Es cierto, pues, que las democracias con pocos participantes asumen sus riesgos. El mayor de ellos es que se pueden abrir puertas a populismos, en que candidatos de esa naturaleza basan sus campañas en el malestar ciudadano y los discursos antipartidos tradicionales. Al caer en tales tentaciones, la democracia pierde fuerza, emergen los autoritarismos de izquierda y/o derecha pudiendo llevar a la sociedad a golpes, revueltas o, en el mejor de los casos, a juicios políticos, como, por lo demás, ya hemos visto en América Latina.

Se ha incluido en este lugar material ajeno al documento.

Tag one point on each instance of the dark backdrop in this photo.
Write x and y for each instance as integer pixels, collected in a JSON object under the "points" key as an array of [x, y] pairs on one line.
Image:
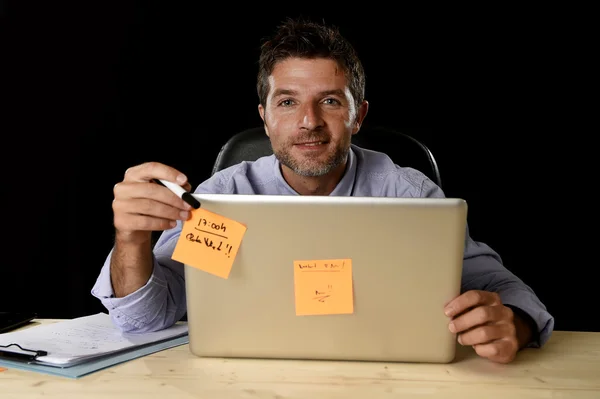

Las alzas de participación electoral democrática también existen: India, donde el número de ausentes en los comicios cayó de 39% en 1967 a 33,6% en 2014; en Uruguay, que descendió de 25,7% en 1966 a 11,4% en 2014; en Ecuador, que pasó de 22,5% en 1968 a 18,9% en 2013; y en Suecia, donde el abstencionismo bajó desde 16,1% a 14,2% entre 1964 y 2014. Seguramente, en próximas elecciones en Chile asistiremos a un fenómeno similar.

En este marco, los probables intentos de la clase política de retornar al voto obligatorio, en todo caso, serán como el “sillón de Don Otto”. Como hemos visto, las razones de la abstención son estructurales y más profundas que la mera desconfianza ciudadana en sus clases políticas o la corruptela, ambos hechos presentes por decenios. Más bien hay que razonar sobre estas nuevas tendencias que emergen desde los cambios en la economía y las relaciones sociales a nivel global, fenómeno derivado de la explosión del conocimiento y las nuevas formas de producir anexas, mismas que, empero, desde una perspectiva optimista, posibilitarán la nueva democracia del siglo XXI, tecnológicamente superior, hiperconectada, participativa, con ciudadanos más conscientes y educados. El voto electrónico es apenas el comienzo de esta sobreviniente revolución.

Así y todo, la “educación política” (o cívica) seguirá por unos años más tan indelegable en los partidos políticos, como lo es la divulgación de los principios morales de parte de Iglesias y familias, esta vez en un proceso necesariamente menos compulsivo, más racional, participativo, voluntario y consciente. No habrá mejor democracia forzando a los ciudadanos a expresar su opinión electoral vía voto obligatorio, como tampoco personas más decentes con un modelo de imposición religiosa o moral que nos retorne al Estado confesional. Los 10 mandamientos tienen ya más de 5 mil años y aún seguimos transgrediéndolos.

Como buen corolario, y según apunta Mizrahi, la interrogante final es si las actuales dirigencias políticas están interesadas en desarrollar una democracia más rica, con mayor participación ciudadana en términos cuantitativos y cualitativos, dado que ampliarla implica más competencia interna y mayores problemas en el manejo de la organización. También porque, mientras menos gente vota, hay menos incertidumbre (de hecho, el 70% de los incumbentes en las municipales fue reelegido), pues quienes sufragan tienen preferencias más o menos estables y reconocidas. De allí que impulsar el ingreso de más gente al “mercado electoral” no implica necesariamente más beneficios para la clase política incumbente, sino por el contrario. En las próximas semanas veremos si tal voluntad es real o solo una nueva promesa incumplida.